Google-parent company Alphabet’s shares tanked about 8% on Wednesday (May 7), wiping out $160 from the company’s market capitalisation following Apple executive Eddy Cue’s testimony in the ongoing antitrust case against the search giant. Cue revealed that the iPhone maker is “actively looking at” overhauling Safari's search capabilities and that Google searches on Safari experienced their first-ever decline last month.
According to a report by The Verge, Apple’s senior vice president attributed the dip to the increasing adoption of artificial intelligence (AI) by users, a technology Apple is now considering incorporating directly into Safari.
“That has never happened in 22 years,” the senior vice president of Apple's services division stated during the trial. Not only Google, Apple’s shares also dropped 2% following Cue’s testimony.
Apple looks to add more AI players to search
According to Cue, Apple is also looking to integrate AI-powered search options into its Safari web browser, posing a threat to Google's highly profitable search advertising business. According to Bloomberg, Cue indicated that Apple intends to add AI search providers, including OpenAI and Perplexity AI, as alternative search options within Safari in the future.
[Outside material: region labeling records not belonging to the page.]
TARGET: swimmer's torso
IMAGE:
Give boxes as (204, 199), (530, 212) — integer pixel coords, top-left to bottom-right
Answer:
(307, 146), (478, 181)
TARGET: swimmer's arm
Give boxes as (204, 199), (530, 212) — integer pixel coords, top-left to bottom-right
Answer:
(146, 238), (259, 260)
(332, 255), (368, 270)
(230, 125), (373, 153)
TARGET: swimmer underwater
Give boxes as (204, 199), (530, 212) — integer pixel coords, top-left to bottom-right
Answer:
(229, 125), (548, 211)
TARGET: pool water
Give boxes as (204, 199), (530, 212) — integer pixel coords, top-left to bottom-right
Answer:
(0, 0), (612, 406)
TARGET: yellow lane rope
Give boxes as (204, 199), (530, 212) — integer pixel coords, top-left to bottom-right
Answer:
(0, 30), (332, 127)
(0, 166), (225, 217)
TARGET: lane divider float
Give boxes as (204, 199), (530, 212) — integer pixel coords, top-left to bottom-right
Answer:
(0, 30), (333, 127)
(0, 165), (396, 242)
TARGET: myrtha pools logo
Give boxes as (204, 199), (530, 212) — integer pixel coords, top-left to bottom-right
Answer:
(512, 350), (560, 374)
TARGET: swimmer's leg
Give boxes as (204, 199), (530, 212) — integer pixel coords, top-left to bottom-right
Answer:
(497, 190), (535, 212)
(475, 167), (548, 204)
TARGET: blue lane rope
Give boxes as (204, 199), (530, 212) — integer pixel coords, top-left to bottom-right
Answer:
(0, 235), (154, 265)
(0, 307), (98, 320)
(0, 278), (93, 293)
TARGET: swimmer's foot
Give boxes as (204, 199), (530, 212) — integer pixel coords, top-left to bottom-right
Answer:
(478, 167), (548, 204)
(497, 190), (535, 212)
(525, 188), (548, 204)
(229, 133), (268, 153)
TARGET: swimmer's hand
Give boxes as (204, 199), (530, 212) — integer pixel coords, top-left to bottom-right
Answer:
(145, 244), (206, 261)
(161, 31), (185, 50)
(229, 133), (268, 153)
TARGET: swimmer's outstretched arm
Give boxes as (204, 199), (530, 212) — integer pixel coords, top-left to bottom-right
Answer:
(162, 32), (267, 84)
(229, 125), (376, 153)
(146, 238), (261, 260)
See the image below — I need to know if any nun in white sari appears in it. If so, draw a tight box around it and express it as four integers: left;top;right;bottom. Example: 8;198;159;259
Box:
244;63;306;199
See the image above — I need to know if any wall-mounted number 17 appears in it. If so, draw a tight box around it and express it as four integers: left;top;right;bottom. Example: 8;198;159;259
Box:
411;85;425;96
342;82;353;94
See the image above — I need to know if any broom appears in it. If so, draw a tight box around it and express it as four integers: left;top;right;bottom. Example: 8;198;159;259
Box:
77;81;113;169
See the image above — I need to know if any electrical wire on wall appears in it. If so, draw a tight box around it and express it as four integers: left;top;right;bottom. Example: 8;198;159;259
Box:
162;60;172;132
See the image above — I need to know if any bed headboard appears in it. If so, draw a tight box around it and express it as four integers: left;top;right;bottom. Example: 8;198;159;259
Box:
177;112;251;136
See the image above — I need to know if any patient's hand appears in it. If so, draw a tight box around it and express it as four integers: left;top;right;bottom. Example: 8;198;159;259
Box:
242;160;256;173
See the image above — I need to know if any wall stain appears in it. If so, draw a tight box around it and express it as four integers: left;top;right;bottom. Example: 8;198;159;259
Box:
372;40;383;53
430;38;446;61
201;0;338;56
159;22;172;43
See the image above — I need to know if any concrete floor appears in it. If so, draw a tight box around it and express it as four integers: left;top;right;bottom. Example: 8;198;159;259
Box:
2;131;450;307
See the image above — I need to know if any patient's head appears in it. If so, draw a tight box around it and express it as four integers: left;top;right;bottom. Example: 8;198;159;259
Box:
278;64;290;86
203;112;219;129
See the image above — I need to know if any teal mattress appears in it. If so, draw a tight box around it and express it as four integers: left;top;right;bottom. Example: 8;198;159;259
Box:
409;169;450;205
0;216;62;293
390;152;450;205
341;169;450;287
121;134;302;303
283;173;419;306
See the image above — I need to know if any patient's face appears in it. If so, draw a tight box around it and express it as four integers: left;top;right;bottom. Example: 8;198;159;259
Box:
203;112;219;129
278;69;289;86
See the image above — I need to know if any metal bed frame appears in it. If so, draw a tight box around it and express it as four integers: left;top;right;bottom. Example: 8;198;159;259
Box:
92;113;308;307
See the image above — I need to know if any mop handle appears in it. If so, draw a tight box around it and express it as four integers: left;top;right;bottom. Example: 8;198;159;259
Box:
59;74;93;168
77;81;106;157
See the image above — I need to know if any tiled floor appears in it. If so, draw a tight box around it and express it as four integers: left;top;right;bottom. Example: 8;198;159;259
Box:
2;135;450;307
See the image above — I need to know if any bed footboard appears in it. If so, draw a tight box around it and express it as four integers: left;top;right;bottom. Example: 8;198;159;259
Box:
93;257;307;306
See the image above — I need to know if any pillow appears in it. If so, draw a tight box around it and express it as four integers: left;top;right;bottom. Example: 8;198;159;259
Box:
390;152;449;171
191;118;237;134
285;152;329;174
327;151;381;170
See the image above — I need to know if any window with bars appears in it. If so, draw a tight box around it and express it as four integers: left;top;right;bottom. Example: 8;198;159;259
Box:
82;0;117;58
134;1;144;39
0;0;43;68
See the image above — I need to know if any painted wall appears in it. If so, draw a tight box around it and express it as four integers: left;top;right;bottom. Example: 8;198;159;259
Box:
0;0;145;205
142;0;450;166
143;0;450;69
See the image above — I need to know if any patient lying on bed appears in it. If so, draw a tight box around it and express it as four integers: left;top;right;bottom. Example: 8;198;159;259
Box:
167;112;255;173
“We will add them to the list — they probably won’t be the default,” he said. However, he still prefers Google as the default in Safari, saying that he has lost sleep over the possibility of losing the revenue share from their agreement.
“I’ve lost a lot of sleep thinking about it,” Cue said, adding that other AI players competing with Google need to improve. He noted that Cue also said that LLMs will continue to improve.
Google pays the iPhone maker billions of dollars per year — as much as $20 billion per year back in 2022, according to testimony in the trial — to be the default search engine on iPhones.